A few months after the crypto-football article, two computer scientists published a paper that described a new method of encryption in which the two parties wouldn’t have to exchange their secret key ahead of time. This public-key encryption, together with faster computers, enabled the creation of secure internet browsing. If used correctly, public-key encryption is very unlikely to be broken even by dedicated codebreakers. It worried the NSA so much that the agency tried to intimidate the academic researchers who worked on it. It failed.

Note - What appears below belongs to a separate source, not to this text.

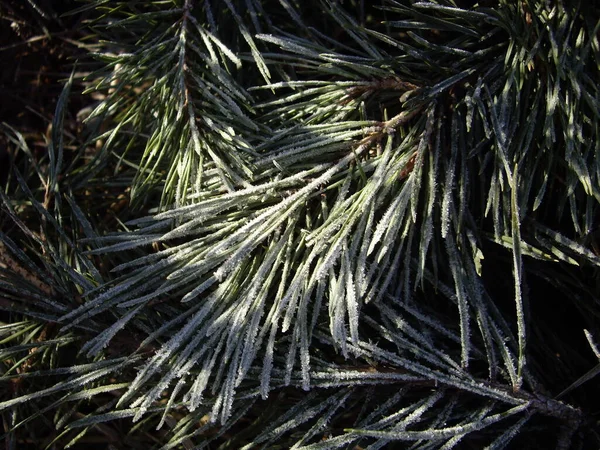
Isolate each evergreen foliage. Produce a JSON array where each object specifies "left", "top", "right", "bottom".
[{"left": 1, "top": 0, "right": 600, "bottom": 448}]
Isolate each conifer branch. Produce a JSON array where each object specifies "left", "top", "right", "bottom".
[{"left": 1, "top": 0, "right": 599, "bottom": 447}]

So by the time the NFL finally allowed helmet radio receivers for quarterbacks in 1994, anyone could use NSA-grade encryption. Football teams didn’t need codebreakers, although they still worried about communication security. In 2008, the NFL claimed its headset system employed “268 million different encryption codes” for scrambling communications, though what exactly that meant isn’t clear. Malicious hackers have also started targeting all sorts of organizations, including professional sports teams, to steal data and disrupt operations. The investment necessary for information security has plummeted while the need for it has increased. Now, it seems obvious that the NFL might care about radio encryption, but it’s laughable that it would need to hire world-class cryptographers.
Coaches in football and plenty of other sports have employed basic encryption methods for decades, disguising play calls in cryptic hand signals and printed signs held on the sidelines. The 2007 Patriots videotape spying scandal highlighted the weaknesses of this system and pushed the NFL to allow defensive players to don headsets the following year.
Because headset technology is similar to that used for other wireless communications like cellphones, frequency jammers could theoretically interfere with signals. Angry coaches have made plenty of accusations over the years after game-time communications problems, though no tampering has ever been proven. The NFL switched its radio transmission system from analog to digital in 2012, which it claimed improved sound quality in the headsets. This switch also cut down on frequency mishaps, like the case of the San Francisco 49ers headsets picking up pilot chatter.
Although robot football and high-dollar math drafts haven’t quite materialized, encryption has become even more ubiquitous than our cryptologist predicted, securing not just play calls in football but everything from text messages to bank transactions. Cryptography may have spread beyond the walls of the NSA, but there’s no chance it will push football out of the cultural spotlight anytime soon.